In another corner of ERL is a driving simulator, which is used to test both drivers and their interaction with assistance systems. Drowsy driving and distracted driving are two of the issues tackled in this area. There are obvious safety advantages to testing driver fatigue and different types of alert methods on a simulator, instead of real roads.
Although not well liked by participants, a sudden tightening of the seat belt was apparently a very effective way of getting a drowsy driver’s attention. The tricky part is perfecting technology that can accurately recognize when a driver is drowsy. Changes in steering conduct and what’s called “blink behaviour’ are two of the more effective recognition methods used to date.

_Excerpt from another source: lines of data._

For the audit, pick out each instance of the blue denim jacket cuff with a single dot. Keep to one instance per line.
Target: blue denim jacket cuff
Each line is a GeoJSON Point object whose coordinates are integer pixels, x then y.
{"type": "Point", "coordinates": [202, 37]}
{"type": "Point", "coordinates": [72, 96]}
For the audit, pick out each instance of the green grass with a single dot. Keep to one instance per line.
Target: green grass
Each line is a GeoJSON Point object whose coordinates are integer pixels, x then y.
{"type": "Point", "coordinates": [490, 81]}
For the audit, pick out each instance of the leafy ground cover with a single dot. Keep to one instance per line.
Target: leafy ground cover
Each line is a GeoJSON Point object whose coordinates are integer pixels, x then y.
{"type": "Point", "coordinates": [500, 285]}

One of the more radical projects that ERL is working on is the “full dash touch-screen”. The entire dashboard is one enormous touch screen display that can change colour, icons and functions with actions similar to a touch-screen mobile phone. At some point, it may become less expensive to produce a dash similar to this than the current sort.
The ERL also is also involved in electric vehicle (EV) battery pack development, called the eTron and eGolf projects. Small cylindrical cells (over 8,000 of them) are used inside the EV battery pack. This allows it to be shaped in various different configurations, upgrades are easier when new cell development comes along and the failure of a single cell has little impact on overall performance, which makes it more reliable.
By the way, research and testing is done by ERL not just for VW, but also for Audi, Bentley, Bugatti and Lamborghini, other vehicle lines within the VW group.